Lagged auto-correlations of random_normal not nul
yruprich opened this issue · comments
Description of the bug
Hi, I believe there is a shortcoming with the function random_normal.
By generating vectors of T elements with this function, I find that in average the lagged auto-correlation of those vectors in not 0 at lags different than 0. The auto-correlation value tends to -1/(T-1).
Example:
N = toint(10^7)
T = 100
invT = -1./(T-1.)
sd = 1
av = 0
mxlag = 10
random_setallseed(1,1) ; (36484749, 9494848)
X = random_normal(av,sd,(/N,T/))
acf = esacr(X,mxlag)
print("mean auto-correlation of random_normal vector of length T="+T+": "+dim_avg_n_Wrap(acf,0))

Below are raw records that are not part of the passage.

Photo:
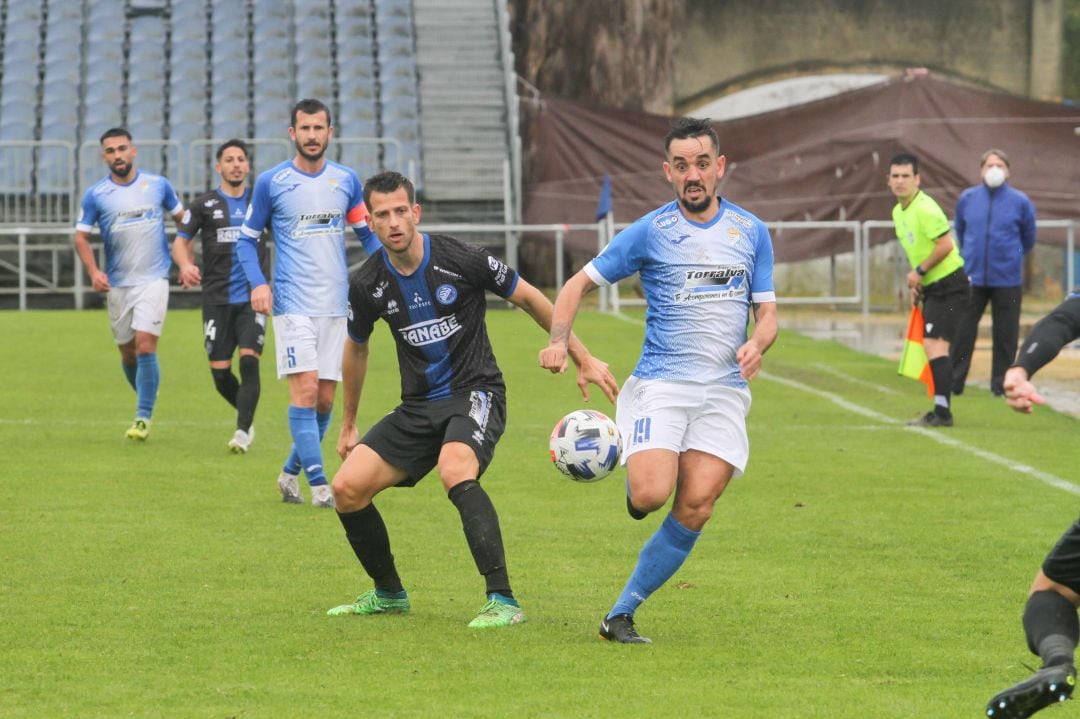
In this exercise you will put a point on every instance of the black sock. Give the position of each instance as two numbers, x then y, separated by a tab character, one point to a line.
1052	628
481	525
247	394
941	368
367	534
226	383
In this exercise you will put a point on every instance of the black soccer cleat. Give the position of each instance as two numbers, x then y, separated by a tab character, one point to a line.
931	419
621	628
1048	686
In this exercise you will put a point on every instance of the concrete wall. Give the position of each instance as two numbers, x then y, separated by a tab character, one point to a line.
1014	45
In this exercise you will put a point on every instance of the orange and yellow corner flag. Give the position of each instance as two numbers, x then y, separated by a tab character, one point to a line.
914	362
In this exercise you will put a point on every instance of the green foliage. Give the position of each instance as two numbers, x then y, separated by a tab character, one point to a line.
858	570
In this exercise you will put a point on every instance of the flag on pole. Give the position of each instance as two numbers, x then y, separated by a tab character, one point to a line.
914	362
604	206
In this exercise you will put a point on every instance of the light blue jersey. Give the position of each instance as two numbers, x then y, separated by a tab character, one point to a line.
309	216
699	282
132	221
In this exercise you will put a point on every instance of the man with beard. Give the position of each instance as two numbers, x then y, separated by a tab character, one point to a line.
308	202
228	319
705	265
126	205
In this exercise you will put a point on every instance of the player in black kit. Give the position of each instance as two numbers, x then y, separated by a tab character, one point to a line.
228	319
431	292
1050	616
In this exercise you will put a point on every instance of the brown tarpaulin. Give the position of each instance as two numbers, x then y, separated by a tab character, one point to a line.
825	160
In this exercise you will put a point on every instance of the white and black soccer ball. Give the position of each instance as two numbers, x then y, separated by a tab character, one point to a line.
585	445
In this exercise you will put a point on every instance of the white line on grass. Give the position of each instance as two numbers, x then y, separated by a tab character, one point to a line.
821	366
1051	479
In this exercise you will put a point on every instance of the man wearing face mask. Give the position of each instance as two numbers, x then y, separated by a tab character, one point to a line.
995	226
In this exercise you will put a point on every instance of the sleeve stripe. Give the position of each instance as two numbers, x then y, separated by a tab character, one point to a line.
595	275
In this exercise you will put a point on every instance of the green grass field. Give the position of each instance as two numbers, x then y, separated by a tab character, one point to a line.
860	569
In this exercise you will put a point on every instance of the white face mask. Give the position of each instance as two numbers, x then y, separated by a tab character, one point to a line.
995	177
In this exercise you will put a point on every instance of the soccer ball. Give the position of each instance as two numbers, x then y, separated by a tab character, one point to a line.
585	445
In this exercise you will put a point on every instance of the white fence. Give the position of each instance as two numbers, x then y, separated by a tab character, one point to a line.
41	260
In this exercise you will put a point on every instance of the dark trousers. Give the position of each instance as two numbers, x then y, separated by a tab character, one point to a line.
1004	313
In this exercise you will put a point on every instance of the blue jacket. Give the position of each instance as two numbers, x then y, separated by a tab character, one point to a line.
995	228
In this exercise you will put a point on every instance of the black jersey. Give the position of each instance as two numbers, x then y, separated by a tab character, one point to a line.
1051	334
436	315
219	217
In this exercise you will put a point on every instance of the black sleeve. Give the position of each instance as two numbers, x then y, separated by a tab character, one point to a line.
1050	335
191	221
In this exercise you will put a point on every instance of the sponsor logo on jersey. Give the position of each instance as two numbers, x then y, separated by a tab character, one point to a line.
324	222
443	270
666	220
430	330
446	294
228	234
725	282
137	216
734	217
418	301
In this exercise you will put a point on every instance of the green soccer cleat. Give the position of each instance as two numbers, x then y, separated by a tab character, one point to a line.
498	613
139	430
369	602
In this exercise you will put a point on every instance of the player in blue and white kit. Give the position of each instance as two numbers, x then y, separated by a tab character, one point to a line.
705	265
127	207
309	202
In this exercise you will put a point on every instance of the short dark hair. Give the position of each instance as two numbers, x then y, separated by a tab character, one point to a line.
906	159
387	182
687	127
994	150
237	143
311	106
115	132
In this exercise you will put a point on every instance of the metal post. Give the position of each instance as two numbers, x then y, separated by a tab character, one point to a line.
22	268
558	259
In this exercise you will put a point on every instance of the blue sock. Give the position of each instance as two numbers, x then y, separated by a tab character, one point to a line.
147	379
305	430
130	374
660	558
293	462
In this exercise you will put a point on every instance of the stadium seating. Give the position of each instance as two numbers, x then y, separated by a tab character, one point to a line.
233	68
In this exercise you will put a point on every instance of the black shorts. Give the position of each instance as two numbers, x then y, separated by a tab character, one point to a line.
229	326
1063	563
412	436
944	303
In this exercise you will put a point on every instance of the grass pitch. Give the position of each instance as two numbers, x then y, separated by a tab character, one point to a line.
860	569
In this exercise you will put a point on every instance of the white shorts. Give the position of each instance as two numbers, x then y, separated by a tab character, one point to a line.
138	308
309	343
682	416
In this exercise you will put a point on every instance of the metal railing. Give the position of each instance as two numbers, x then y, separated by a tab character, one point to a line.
62	272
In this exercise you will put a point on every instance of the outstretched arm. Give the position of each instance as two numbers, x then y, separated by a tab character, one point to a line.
590	369
763	337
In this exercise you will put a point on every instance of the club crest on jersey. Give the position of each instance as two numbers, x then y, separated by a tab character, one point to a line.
666	220
724	282
430	330
446	294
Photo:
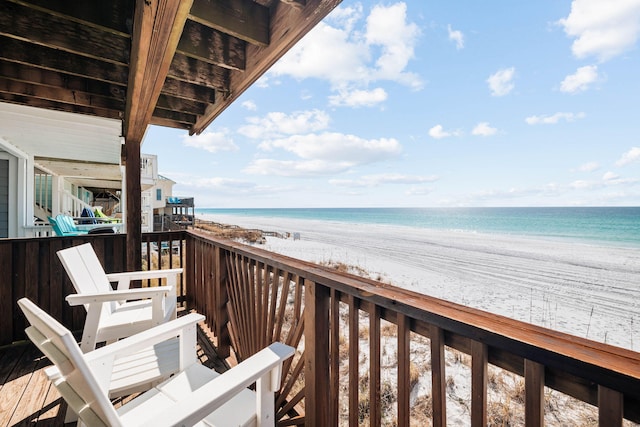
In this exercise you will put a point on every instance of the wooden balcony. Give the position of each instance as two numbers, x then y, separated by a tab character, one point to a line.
368	353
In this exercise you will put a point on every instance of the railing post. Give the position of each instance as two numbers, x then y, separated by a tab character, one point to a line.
438	385
316	353
479	362
220	298
610	407
534	393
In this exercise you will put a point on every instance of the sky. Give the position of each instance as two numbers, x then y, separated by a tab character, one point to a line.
422	103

print("to be compared with -1/(T-1) = "+invT)
Computing environment
I have this problem in all the 3 environments I tried:
- Linux, Ubuntu 20.04.4 LTS, NCL 6.6.2, installed with
apt install ncl-ncarg
- Linux, OpenSUSE Leap 42.3, NCL 6.3.0, installed with pre-compiled binaries "version-CentOS7.6_64bit_nodap_gnu485.tar.gz"
- Linux, Red Hat Enterprise Linux 8.4, NCL 6.6.2, built from sources
Additional context
The problem I am referring to might seem tiny. However, it leads to larger biases when those vectors are used as seeds to generate auto-regressive time series. This is also problematic in case one uses this function to create bootstrap statistical tests.
Cheers,
Yohan
Actually, I am facing the same problem with Python (v2.7.9 and v3.7.4):
import numpy as np
N = 10000000
T = 100
invT = -1./(T-1.)
sd = 1
av = 0
mxlag = 10
X = np.random.normal(av, sd, size=(N, T))
acf = X[:,0:mxlag+1]
for i in range(N):
acf[i,:] = [1. if l==0 else np.corrcoef(X[i,l:],X[i,:-l])[0][1] for l in range(mxlag+1)]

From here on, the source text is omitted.